Zestawiając hipotetyczne zarobki netto w zakładzie pracy pozwanego za okres od 1.04.2012r. - 31.10.2014r. wynoszą (58.638,90 zł.) z otrzymanym w tym okresie przez powoda świadczeniem rentowym (46.273,12 zł. netto) otrzymamy kwotę 12.65,78 zł., stanowiącą uszczerbek w jego dochodach w okresie od 1 kwietnia 2012 roku do 31 października 2014 roku.

Czyniąc powyższe rozważania, Sąd oparł się na wiarygodnej i zupełnej opinii z dnia 17 listopada 2014 roku biegłego sądowego z zakresu rachunkowości J. C., która to opinia nie została podważona przez strony, nadto na danych liczbowych przedłożonych przez pozwanego, które nie były kwestionowane przez stronę powodową. Sąd uwzględnił przy tym fakt, iż powód w następstwie wypadku z dnia 12.05.2011 roku trwale utracił zdolność widzenia okiem prawym.

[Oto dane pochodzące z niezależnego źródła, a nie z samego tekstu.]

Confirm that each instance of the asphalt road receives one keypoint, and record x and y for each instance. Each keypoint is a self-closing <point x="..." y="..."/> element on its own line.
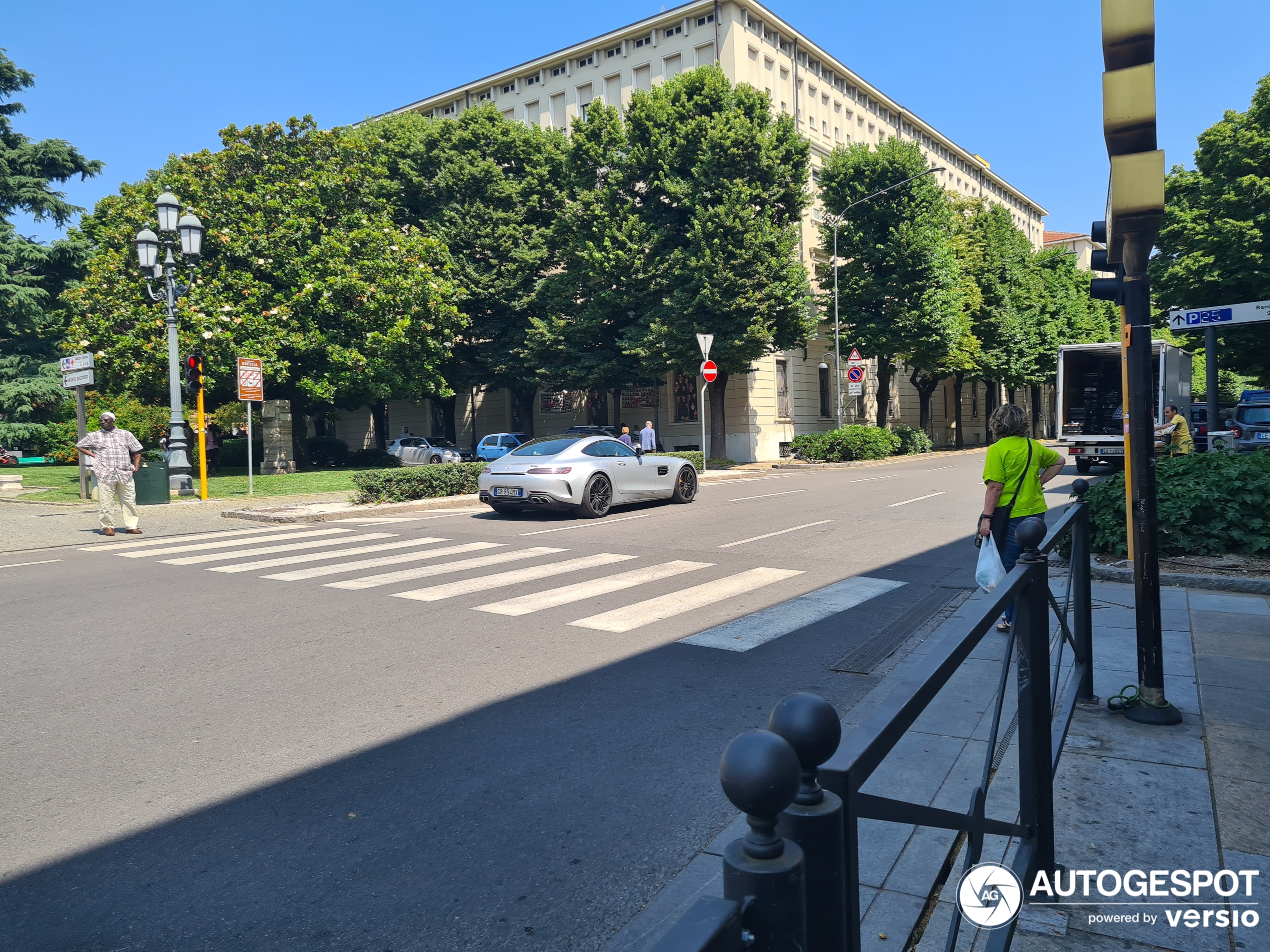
<point x="198" y="758"/>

Pomimo zaopatrzenia chirurgicznego rany oka i usunięcia zaćmy pourazowej i jednoczesnego wszczepienia soczewki wewnątrzgałkowej do oka prawego- ze względu na trwałe bliznowate uszkodzenie rogówki i zniekształcenie źrenicy- ostrość widzenia oka po wypadku pozostaje na poziomie liczenia palców z 20 cm, co w kategoriach orzeczniczych odpowiada praktycznej ślepocie. Od daty wypadku badany stał się osobą praktycznie jednooczną. Rokowania co do odzyskania stanu zdrowia sprzed wypadku są złe, trwale utracił on zdolność pracy na stanowiskach wymagających obsługi maszyn w ruchu, pracy na wysokości- tym samym trwale utracił zdolność do pracy w dotychczasowym zawodzie- szlifierza- spawacza, co niewątpliwie świadczy o znacznym zmniejszeniu się widoków powodzenia na przyszłość w rozumieniu art.444 § 2 k.c.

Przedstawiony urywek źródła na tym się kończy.